Foster is the author of All the Lost Girls: Confessions of a Southern Daughter, Just Beneath My Skin, and most recently, Girl From Soldier Creek, a novel about two sisters and their complex relationship with the South, family, and each other.
Girl from Soldier Creek was praised by writer Janet Burroway as “an essential and quintessential American story, as Katherine Soldier, known as Jit, struggles to leave behind the territory of its title—a humid, fecund terrain, a problematic family and its tangle of love, resentment, and entrapment,” and by writer Phillip Lopate: “The sensuous, visually elegant prose will keep you enthralled.”
Foster has served as editor for four anthologies: Minding the Body: Women Writers on Body and Soul, Sister To Sister, The Healing Circle (co-edited with Mary Swander), and Understanding the Essay (co-edited with Jeff Porter). She has published more than fifty essays and stories in publications including Ploughshares, The Sun, Virginia Quarterly Review, and The Iowa Review, and received, among many honors, the PEN/Jerard Award and the Mary Roberts Rinehart Award in Nonfiction.
Foster has taught writing and literature in the Nonfiction Writing Program and the UI Department of English for more than twenty years.
“To experience Patricia, both in person and on the page, is to recognize a force,” said NWP graduate student Anne Sand. “She's one of those professors who becomes the adviser on your shoulder, whose advice stays with you as you improve as a writer and thinker.
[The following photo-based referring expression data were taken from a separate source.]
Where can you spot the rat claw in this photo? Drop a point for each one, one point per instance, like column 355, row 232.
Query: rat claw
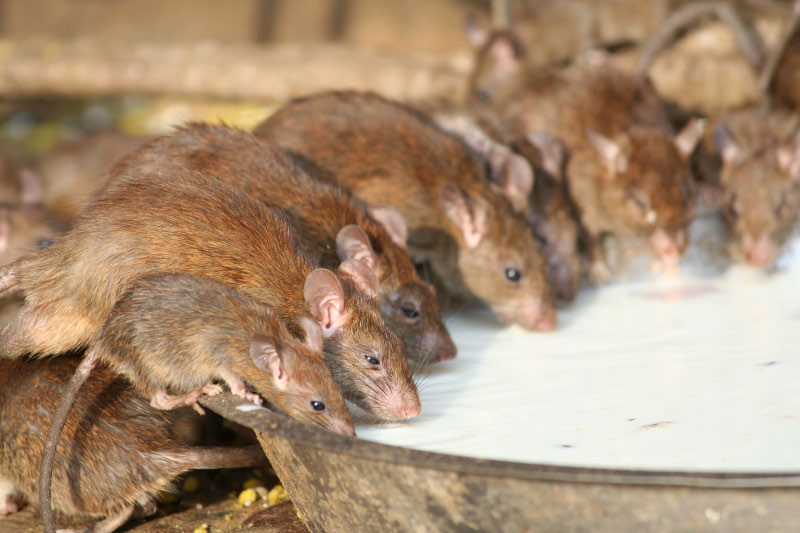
column 212, row 389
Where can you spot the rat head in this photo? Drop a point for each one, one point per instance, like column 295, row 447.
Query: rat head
column 498, row 260
column 24, row 228
column 365, row 357
column 761, row 194
column 409, row 308
column 499, row 65
column 646, row 175
column 305, row 389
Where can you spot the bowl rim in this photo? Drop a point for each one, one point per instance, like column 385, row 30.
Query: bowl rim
column 274, row 424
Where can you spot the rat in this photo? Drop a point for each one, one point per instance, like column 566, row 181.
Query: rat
column 173, row 335
column 389, row 153
column 760, row 181
column 548, row 208
column 118, row 452
column 160, row 217
column 627, row 171
column 23, row 228
column 751, row 158
column 72, row 171
column 321, row 210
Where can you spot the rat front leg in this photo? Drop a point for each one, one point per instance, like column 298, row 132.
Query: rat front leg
column 163, row 400
column 11, row 501
column 238, row 387
column 108, row 524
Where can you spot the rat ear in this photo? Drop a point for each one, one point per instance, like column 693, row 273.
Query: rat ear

My experience of her work is much the same. Her stories have sunk deep.”
“From the mesmerized looks of her audience at readings, and the discussions I've had with some of my fellows, I don't think I'm unique in this experience,” Sand said.
For the past forty years, the Nonfiction Writing Program has encouraged students to explore new approaches to creative nonfiction while also developing an appreciation for the deep history of the genre. Iowa’s Nonfiction Writing Program is offered by the Department of English, within the College of Liberal Arts and Sciences.